İkinci bin yılın başlarında Orta Asya’dan Ortadoğu’ya inen Selçuklularla birlikte dünya tarihinde önemli bir dönüşümün de yaşandığı açıktır. Ortadoğu ve İslâm Tarihi profesörü A.C.S. Peacock, 11. ve 12. yüzyıllarda hüküm süren Büyük Selçuklu İmparatorluğu’nun demografik yapısının ve veraset sisteminin yanısıra sadece İslâm’la değil, diğer dinlerle olan ilişkisini de ve tebaasındaki gayrimüslimlere yaklaşımını, izlediği toplumsal ve politik yolu ve benimsediği bozkır geleneğini ortaya çıkarmaya çalışıyor.
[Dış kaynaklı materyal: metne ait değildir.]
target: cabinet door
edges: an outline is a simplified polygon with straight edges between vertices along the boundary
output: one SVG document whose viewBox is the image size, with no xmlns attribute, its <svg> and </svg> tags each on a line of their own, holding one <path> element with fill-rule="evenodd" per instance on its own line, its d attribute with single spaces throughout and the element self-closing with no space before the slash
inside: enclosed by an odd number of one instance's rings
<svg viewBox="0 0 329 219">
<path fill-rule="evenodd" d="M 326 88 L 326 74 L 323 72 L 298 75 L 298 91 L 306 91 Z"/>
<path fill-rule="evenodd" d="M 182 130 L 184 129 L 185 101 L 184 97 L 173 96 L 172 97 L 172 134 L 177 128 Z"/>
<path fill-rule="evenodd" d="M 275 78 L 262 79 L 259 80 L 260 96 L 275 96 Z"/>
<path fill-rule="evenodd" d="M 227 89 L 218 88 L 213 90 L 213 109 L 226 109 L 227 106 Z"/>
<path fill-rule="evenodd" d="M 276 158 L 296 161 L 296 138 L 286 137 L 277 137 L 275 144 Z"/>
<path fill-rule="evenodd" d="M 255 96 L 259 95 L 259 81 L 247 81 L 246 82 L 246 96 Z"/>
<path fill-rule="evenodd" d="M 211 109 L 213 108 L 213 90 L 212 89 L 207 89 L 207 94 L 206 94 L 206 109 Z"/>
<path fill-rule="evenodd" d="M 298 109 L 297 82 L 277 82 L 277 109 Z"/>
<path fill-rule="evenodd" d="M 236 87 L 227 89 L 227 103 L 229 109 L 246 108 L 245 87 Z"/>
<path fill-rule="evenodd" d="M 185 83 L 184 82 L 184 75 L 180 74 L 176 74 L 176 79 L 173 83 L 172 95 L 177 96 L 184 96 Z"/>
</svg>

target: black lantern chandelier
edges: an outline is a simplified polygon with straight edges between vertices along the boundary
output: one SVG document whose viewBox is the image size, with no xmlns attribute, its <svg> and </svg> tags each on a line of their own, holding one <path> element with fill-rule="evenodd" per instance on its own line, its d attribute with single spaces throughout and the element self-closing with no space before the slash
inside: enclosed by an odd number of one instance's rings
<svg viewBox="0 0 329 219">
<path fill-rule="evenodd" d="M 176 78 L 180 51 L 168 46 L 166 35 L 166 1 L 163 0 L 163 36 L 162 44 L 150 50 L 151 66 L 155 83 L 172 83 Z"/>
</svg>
Selçukluların, bir “devlet” olarak göçebelere yönelik politikasını, onlarla karşılıklı ilişkilerini, imparatorluğun komşu devletleri nasıl etkilediğini ve bürokratik işleyişte sultanlarla halifeler, vezirler, fakihler arasındaki rekabeti ve çekişmeyi aktarıyor.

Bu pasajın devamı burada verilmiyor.